How to Write to Excel in Pandas
Pandas makes exporting data to Excel straightforward, but the simplicity of `df.to_excel()` hides a wealth of options that can transform your output from a raw data dump into a polished,...
Key Insights
- Use
to_excel()for simple exports, but switch toExcelWriterwhen you need multiple sheets, custom formatting, or control over the Excel engine - Choose
openpyxlfor reading/modifying existing files andxlsxwriterfor creating new files with advanced formatting—never mix them up - Always set
index=Falseunless your index contains meaningful data; Excel users rarely want to see pandas’ default integer index
Pandas makes exporting data to Excel straightforward, but the simplicity of df.to_excel() hides a wealth of options that can transform your output from a raw data dump into a polished, business-ready spreadsheet. While CSV remains the go-to format for data pipelines and technical workflows, Excel output shines when your audience includes analysts, managers, or anyone who expects to manipulate data in a familiar spreadsheet environment.
This guide covers everything from basic exports to multi-sheet workbooks with custom formatting. By the end, you’ll know exactly which parameters and engines to use for any Excel export scenario.
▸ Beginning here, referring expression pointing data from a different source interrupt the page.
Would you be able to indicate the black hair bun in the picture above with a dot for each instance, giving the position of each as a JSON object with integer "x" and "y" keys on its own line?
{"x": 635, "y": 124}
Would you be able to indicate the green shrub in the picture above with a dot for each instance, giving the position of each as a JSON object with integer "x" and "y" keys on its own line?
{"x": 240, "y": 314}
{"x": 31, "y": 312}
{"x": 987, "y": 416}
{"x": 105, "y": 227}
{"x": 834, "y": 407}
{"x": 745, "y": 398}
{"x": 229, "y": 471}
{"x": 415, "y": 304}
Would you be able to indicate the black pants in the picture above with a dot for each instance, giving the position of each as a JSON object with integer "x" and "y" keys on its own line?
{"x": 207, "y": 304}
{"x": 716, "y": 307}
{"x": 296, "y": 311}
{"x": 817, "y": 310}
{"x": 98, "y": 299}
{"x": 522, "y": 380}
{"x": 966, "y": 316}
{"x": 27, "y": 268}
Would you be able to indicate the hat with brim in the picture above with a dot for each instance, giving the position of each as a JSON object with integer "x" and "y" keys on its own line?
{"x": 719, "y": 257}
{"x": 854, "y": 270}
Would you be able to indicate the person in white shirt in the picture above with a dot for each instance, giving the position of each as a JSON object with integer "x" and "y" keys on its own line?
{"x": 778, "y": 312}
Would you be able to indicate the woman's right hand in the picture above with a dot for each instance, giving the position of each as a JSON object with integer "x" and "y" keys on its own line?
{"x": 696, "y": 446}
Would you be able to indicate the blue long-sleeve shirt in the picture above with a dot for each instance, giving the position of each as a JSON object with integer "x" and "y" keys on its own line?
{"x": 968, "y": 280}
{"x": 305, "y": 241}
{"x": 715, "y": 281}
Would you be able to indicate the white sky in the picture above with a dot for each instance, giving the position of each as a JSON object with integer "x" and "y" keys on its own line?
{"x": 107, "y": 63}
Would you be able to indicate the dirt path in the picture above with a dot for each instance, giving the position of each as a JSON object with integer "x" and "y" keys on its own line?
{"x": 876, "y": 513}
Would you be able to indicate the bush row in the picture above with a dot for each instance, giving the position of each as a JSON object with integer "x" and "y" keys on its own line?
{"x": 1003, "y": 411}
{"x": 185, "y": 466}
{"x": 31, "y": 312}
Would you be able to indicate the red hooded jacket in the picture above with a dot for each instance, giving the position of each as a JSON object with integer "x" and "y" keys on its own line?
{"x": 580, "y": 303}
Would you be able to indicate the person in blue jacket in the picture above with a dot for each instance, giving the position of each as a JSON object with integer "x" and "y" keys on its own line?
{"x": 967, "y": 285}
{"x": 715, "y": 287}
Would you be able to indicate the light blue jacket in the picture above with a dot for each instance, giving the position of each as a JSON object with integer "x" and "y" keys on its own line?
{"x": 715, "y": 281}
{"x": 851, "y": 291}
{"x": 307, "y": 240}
Basic Excel Export with to_excel()
The simplest way to write a DataFrame to Excel requires just one line of code. Pandas handles the file creation, sheet naming, and data serialization automatically.
import pandas as pd
# Create sample data
df = pd.DataFrame({
'product': ['Widget A', 'Widget B', 'Widget C'],
'price': [29.99, 49.99, 19.99],
'quantity': [100, 75, 200]
})
# Write to Excel
df.to_excel('products.xlsx')
This creates an Excel file with a single sheet named “Sheet1” containing your data. The DataFrame’s index appears in column A, and the column headers occupy the first row.
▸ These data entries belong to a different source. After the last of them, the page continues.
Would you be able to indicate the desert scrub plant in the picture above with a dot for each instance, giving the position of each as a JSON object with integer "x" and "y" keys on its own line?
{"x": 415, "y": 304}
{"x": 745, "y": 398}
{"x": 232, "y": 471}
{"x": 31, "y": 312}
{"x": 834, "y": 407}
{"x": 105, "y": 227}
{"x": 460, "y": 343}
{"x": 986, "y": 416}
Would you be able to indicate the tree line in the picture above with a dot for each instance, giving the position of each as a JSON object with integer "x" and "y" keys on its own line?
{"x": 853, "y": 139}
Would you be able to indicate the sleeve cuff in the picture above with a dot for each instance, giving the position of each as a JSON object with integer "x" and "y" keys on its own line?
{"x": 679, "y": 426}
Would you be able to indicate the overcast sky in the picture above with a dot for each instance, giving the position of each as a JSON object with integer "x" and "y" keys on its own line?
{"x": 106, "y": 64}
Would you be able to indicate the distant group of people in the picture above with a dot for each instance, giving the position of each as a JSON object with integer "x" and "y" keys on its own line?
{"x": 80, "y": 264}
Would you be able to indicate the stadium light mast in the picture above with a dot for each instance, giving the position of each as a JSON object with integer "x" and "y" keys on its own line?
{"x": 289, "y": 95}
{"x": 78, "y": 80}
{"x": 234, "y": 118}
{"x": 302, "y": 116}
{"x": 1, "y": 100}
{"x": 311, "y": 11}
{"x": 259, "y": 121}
Before running this code, ensure you have an Excel engine installed. Pandas doesn’t include one by default:
pip install openpyxl # Recommended for most use cases
# or
pip install xlsxwriter # Better for formatting-heavy exports
The default engine depends on what’s installed, but you can specify one explicitly with the engine parameter when needed.
Customizing Output Options
The basic export works, but real-world scenarios demand more control. The to_excel() method accepts numerous parameters that let you fine-tune the output.
import pandas as pd
df = pd.DataFrame({
'product': ['Widget A', 'Widget B', 'Widget C'],
'price': [29.99, 49.99, 19.99],
'quantity': [100, 75, 200],
'category': ['Electronics', 'Electronics', 'Hardware']
})
# Export with customizations
df.to_excel(
'products_custom.xlsx',
index=False, # Remove the index column
sheet_name='Inventory', # Custom sheet name
columns=['product', 'price', 'quantity'], # Select specific columns
header=True, # Include column headers (default)
startrow=2, # Start data at row 3 (0-indexed)
startcol=1 # Start data at column B
)
The index=False parameter deserves special attention. Unless your index contains meaningful data like dates or unique identifiers, you almost always want to exclude it. Excel users find the unexplained integer column confusing.
The startrow and startcol parameters prove useful when you need to leave room for titles, logos, or summary statistics above or beside your data. Just remember they’re zero-indexed: startrow=2 means your data begins on row 3 in Excel terms.
You can also control headers with more granularity:
# Custom header names
df.to_excel(
'products_renamed.xlsx',
index=False,
header=['Product Name', 'Unit Price', 'Stock Level', 'Department']
)
Writing Multiple Sheets with ExcelWriter
Single-sheet exports only get you so far. Business reports often require multiple datasets in one workbook—perhaps sales by region on separate sheets, or raw data alongside summary statistics.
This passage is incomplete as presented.